The warning signs were there, but Australia ruined the opportunity to take on the Solomon Islands. As Beijing moves, that’s how we got so wrong.
Almost two decades ago, a friend of mine accompanied the Australian-led Solomon Islands Regional Assistance Mission.
While there he witnessed a briefing to locals from a DFAT official accompanied by an armed Australian soldier.
The official explained that the mission’s purpose was to restore law and order in the Solomons and concluded by asking locals if they had any questions.
Yes, replied one of the locals, staring at the soldier’s machine gun. Could he please shoot the crocodile that ate all their dogs?
That one exchange alone tells you everything you need to know Australia’s relationship with the Solomon Islands. Suffice it to say we weren’t there to shoot crocodiles.
Now we were only there to restore law and order. Yes, the Australian mission was to establish stability and rebuild institutions destroyed by fighting and unrest – assuming they were present in the first place – but it wasn’t just so everyone could hold hands and sing. kumbayah. It was because our national security depended on it.
Not that we even noticed at the time. Australia had little interest being sucked into Solomon’s quagmire until the Americans – still faltering since 9/11 – pointed out that having a violent failed state on our doorstep wasn’t exactly a world-class strategic positioning.
Australia should not have been reminded of this. Six decades earlier, in 1942, the Solomons were the site of the first Allied offensive against the Japanese invading forces, who were trying to isolate Australia from the United States by conquering the main island of Guadalcanal.
Yet even the official Royal Australian Navy (RAN) story of this key event in World War II alludes to our national amnesia.
“While most Australians are familiar with the determined resistance and subsequent counter-offensive of Australian soldiers along the Kokoda Track, the simultaneous actions of Australian sailors at Guadalcanal are often forgotten, but are perhaps just as important for those wishing to better understand the fundamentals. defense of Australia, ”writes military historian Dr Gregory P Gilbert on the RAN website.
“After all, as an island nation, the defense of our maritime communications has always been vital.”
Specifically, as anyone with a piece of string would understand, our maritime communications with the United States, then as now, our strongest and most important strategic partner.
Yet even after this existential threat to our nation in 1942, and even in the aftermath of the most blatant attack on American soil in 2001, we still needed to remember it less than two years later, when George W. Bush told our government that Solomon’s riots were a fire that we probably shouldn’t let burn.
Thus was born in 2003 the RAMSI mission. Exactly a decade later it entered a “transitional” phase, and four years later it ended, on June 30, 2017.
“Law and order have been restored, national institutions have been rebuilt and the economy of the Solomon Islands has been reformed,” reads the official account on the RAMSI website, a website that may soon need to be updated.
Ironically, given its genesis, RAMSI’s Bush affirmation of “Mission Accomplished” now seems a bit premature. With the Solomons is now in the process of becoming a client state of China the reform we are achieving does not appear to be the one we spent $ 2.6 billion on.
So how the hell did we drop a couple of bills just to drop a bowling ball on our big toe?
Well, given that what we can only euphemistically call our “strategy” is clearly detached from reality, we might as well turn to the world of fantasy. And so the famous quote from JRR Tolkien immediately came to mind The Lord of the Rings – widely regarded as a World War II allegory: “Some things that shouldn’t have been forgotten have been lost.”

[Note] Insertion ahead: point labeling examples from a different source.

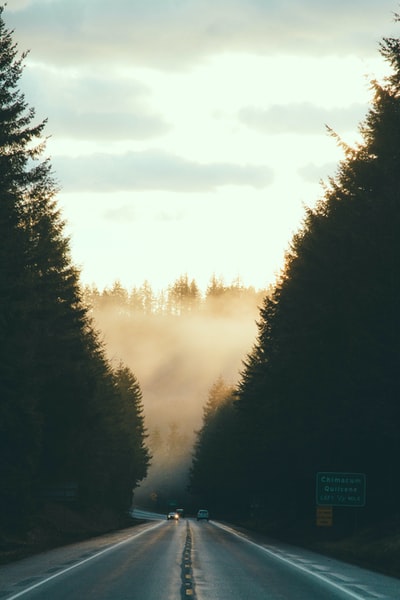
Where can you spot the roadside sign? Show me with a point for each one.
(324, 516)
(340, 489)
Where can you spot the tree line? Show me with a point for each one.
(183, 297)
(67, 418)
(320, 390)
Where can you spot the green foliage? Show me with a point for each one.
(320, 390)
(64, 415)
(213, 474)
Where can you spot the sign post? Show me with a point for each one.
(324, 516)
(340, 489)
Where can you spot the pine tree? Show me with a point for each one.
(320, 390)
(42, 319)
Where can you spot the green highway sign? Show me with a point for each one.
(340, 489)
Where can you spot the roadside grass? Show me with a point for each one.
(376, 547)
(58, 525)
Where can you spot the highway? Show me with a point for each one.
(167, 560)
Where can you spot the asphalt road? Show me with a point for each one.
(165, 560)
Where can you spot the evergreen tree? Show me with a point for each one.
(320, 390)
(64, 415)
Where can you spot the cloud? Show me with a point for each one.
(174, 33)
(87, 106)
(313, 173)
(153, 170)
(301, 118)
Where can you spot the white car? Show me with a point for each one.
(202, 515)
(173, 516)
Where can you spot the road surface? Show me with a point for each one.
(167, 560)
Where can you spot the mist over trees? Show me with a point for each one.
(66, 416)
(320, 389)
(179, 342)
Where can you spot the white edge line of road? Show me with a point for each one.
(291, 563)
(81, 562)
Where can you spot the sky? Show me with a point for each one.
(188, 136)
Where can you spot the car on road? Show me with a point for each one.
(203, 515)
(173, 516)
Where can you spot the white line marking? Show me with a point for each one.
(82, 562)
(293, 564)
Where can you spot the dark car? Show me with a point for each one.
(173, 516)
(203, 515)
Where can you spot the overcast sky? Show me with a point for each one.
(188, 135)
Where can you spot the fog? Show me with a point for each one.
(176, 357)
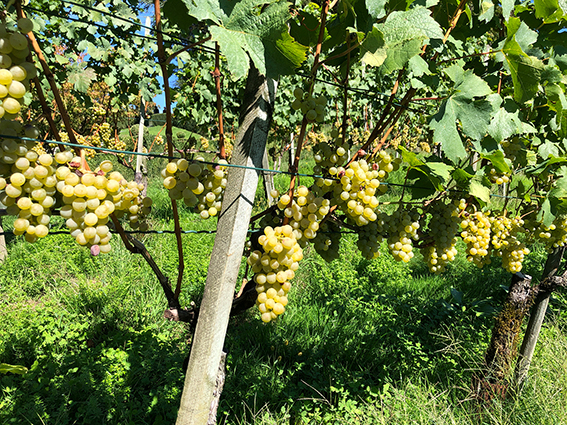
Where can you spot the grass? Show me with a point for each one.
(362, 342)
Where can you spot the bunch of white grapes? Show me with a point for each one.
(356, 193)
(273, 267)
(328, 156)
(327, 241)
(304, 212)
(476, 233)
(200, 186)
(313, 108)
(505, 242)
(90, 197)
(27, 183)
(15, 71)
(401, 228)
(369, 240)
(444, 226)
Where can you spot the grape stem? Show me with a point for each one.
(217, 76)
(169, 136)
(52, 83)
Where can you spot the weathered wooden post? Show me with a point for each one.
(536, 319)
(208, 341)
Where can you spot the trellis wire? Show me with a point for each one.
(122, 31)
(266, 170)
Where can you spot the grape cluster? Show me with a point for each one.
(200, 186)
(313, 108)
(476, 234)
(369, 240)
(401, 228)
(356, 194)
(444, 226)
(90, 197)
(304, 212)
(327, 242)
(506, 244)
(27, 182)
(273, 268)
(15, 71)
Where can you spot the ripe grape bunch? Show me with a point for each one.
(327, 241)
(356, 193)
(401, 228)
(90, 197)
(200, 186)
(313, 108)
(27, 182)
(506, 244)
(444, 226)
(476, 234)
(305, 212)
(274, 268)
(369, 240)
(15, 71)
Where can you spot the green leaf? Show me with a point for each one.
(486, 11)
(410, 158)
(405, 33)
(507, 123)
(418, 66)
(525, 70)
(498, 161)
(478, 190)
(557, 102)
(373, 48)
(81, 78)
(507, 7)
(559, 189)
(545, 214)
(213, 10)
(462, 177)
(548, 149)
(548, 10)
(5, 368)
(440, 169)
(376, 8)
(474, 115)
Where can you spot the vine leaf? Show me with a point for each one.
(550, 10)
(405, 33)
(557, 102)
(479, 191)
(252, 29)
(462, 107)
(81, 78)
(506, 122)
(524, 69)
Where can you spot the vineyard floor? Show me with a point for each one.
(362, 342)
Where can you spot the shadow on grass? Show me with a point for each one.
(347, 339)
(129, 377)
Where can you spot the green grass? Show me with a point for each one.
(362, 342)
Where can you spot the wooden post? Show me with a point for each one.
(232, 228)
(268, 178)
(3, 249)
(501, 352)
(536, 319)
(141, 168)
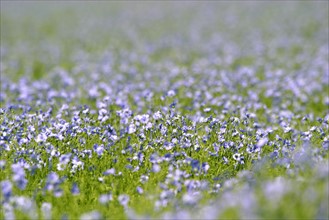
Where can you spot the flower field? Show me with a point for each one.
(164, 110)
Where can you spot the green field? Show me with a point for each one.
(164, 110)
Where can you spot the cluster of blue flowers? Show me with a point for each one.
(192, 131)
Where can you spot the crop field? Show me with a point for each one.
(164, 110)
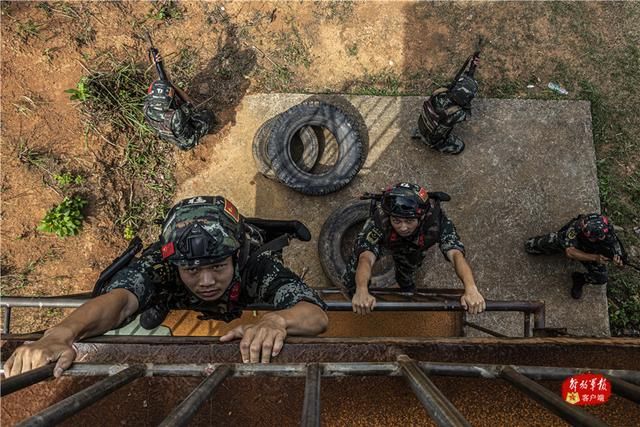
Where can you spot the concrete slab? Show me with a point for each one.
(529, 166)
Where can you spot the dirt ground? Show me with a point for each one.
(220, 51)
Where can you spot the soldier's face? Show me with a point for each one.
(404, 226)
(208, 282)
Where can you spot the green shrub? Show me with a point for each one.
(65, 219)
(68, 178)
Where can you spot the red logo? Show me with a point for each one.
(234, 294)
(168, 250)
(423, 194)
(231, 210)
(586, 389)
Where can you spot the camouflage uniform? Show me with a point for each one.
(438, 116)
(180, 124)
(262, 279)
(570, 235)
(378, 236)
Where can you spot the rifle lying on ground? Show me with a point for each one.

Australia has forgotten the Solomons because we have lost the corporate memory. There has been so much leadership change, so much abandonment at the highest levels of government, that the main focus of successive administrations has been politics, not politics and certainly not foreign policy.
With all the past prime ministers of the past 15 years expelled in their first term and the inevitable ministerial exodus that accompanies it, it’s hard to escape the conclusion that there was simply no one left to remember and that some things that shouldn’t have been forgotten were lost.
Good governance takes experience, and experience takes time. This should be a statement of the obviously obvious, but it is a truth that both major parties sabotaged internally as voters watched in horror.
In this light, it seems ironic that we were never called upon to educate the Solomon Islands in the first place about political stability. The only difference is that our strong institutions and conventions have saved us from such chaos.
But we also screwed up: we blew up our leaders and ruined our alliances and allowed a small country entirely within our sphere of influence to be fully adopted by China, despite one of the most interventionist foreign policy exercises. and expensive peacetime that our modest nation has ever ever launched.
What is the purpose of RAMSI, what is the purpose of DFAT and what is the purpose of our foreign intelligence service ASIS if our political leadership will simply take all that work, all those resources and all that knowledge and just piss it off the winds ignorance.